MX Record
DNSMX Record is a DNS record type that tells other mail servers which hostnames accept email for a domain and in what order they should be tried. It points to mail exchanger hostnames (not IP addresses directly) and uses priority values to support primary and backup mail routing. Correct MX configuration is essential for reliable inbound email delivery and spam-control alignment.
How It Works
An MX (Mail Exchanger) record is published in a domain's DNS zone and lists one or more mail servers responsible for receiving email for addresses at that domain (for example, [email protected]). Each MX entry includes a priority number; lower numbers are preferred. When a sending mail server needs to deliver a message, it queries DNS for the domain's MX records, sorts them by priority, and attempts delivery starting with the lowest value. If the preferred server is unavailable, it tries the next one, enabling failover.

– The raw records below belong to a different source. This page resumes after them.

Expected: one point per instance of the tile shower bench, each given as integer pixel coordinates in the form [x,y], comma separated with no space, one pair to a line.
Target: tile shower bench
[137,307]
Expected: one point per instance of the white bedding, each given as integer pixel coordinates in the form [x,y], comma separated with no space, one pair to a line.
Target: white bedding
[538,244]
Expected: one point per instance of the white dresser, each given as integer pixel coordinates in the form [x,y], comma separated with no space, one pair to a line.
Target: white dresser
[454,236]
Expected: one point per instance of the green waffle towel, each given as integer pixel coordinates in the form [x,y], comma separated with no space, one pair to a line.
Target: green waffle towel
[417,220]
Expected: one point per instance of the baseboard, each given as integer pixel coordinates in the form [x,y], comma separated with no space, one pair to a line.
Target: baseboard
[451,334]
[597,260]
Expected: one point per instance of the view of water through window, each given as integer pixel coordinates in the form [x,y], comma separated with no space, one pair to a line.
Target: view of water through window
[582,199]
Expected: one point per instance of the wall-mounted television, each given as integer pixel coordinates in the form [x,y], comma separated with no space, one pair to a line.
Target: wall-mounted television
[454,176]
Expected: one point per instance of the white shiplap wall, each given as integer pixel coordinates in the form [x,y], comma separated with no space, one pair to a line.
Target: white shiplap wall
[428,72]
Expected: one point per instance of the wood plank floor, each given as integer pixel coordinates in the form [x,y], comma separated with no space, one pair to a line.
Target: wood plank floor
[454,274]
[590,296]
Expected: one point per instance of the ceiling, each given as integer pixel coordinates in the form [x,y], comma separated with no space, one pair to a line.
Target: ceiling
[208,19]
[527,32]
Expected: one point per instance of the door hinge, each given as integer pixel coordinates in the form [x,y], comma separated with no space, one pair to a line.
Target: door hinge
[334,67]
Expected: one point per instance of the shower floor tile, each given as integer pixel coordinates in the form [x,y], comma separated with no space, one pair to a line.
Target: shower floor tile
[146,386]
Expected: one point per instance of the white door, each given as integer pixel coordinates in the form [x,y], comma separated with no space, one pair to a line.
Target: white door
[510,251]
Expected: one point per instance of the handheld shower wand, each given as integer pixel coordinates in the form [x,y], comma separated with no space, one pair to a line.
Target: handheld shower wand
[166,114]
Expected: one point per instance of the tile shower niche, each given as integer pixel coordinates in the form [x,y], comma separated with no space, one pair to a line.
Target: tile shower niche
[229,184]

MX records point to hostnames such as mail.yourdomain.com, and those hostnames must resolve via A or AAAA records to reachable IP addresses. This indirection allows you to change mail server IPs without changing the MX targets. MX records also interact with other DNS-based email controls: SPF is typically published as a TXT record to authorize sending sources, and DKIM/DMARC help recipients validate authenticity. While MX records govern inbound routing, they do not by themselves guarantee deliverability; server configuration, reverse DNS, and authentication policies also matter.

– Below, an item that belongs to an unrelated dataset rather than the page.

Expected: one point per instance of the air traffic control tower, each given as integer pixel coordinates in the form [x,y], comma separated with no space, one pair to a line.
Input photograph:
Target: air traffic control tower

Why It Matters for Web Hosting
When choosing a hosting plan, you need to know whether email is hosted with your web host, a separate mail service, or both. MX records are the switch that directs inbound mail to the correct platform, so a mismatch can cause lost mail, delivery delays, or messages landing on an old server. Understanding MX records helps you evaluate control panel access, DNS management features, propagation behavior, and whether the host supports redundant MX setups for higher email reliability.
Common Use Cases
- Pointing a domain to a hosted mailbox service while the website stays on a different server
- Setting up primary and backup mail exchangers using multiple MX records with different priorities
- Migrating email between servers by updating MX targets and keeping old servers temporarily as fallbacks
- Troubleshooting inbound email failures by verifying MX targets, priorities, and corresponding A/AAAA records
- Routing mail through a security or filtering gateway before final delivery to the mailbox server
MX Record vs A Record
An MX record specifies where a domain receives email and must reference a hostname, while an A record maps a hostname to an IPv4 address (and an AAAA record maps to IPv6). In practice, MX records depend on A/AAAA records because the mail exchanger hostname must resolve to an IP. If you mistakenly point MX directly to an IP or confuse it with the website's A record, inbound email may fail even though the site loads correctly.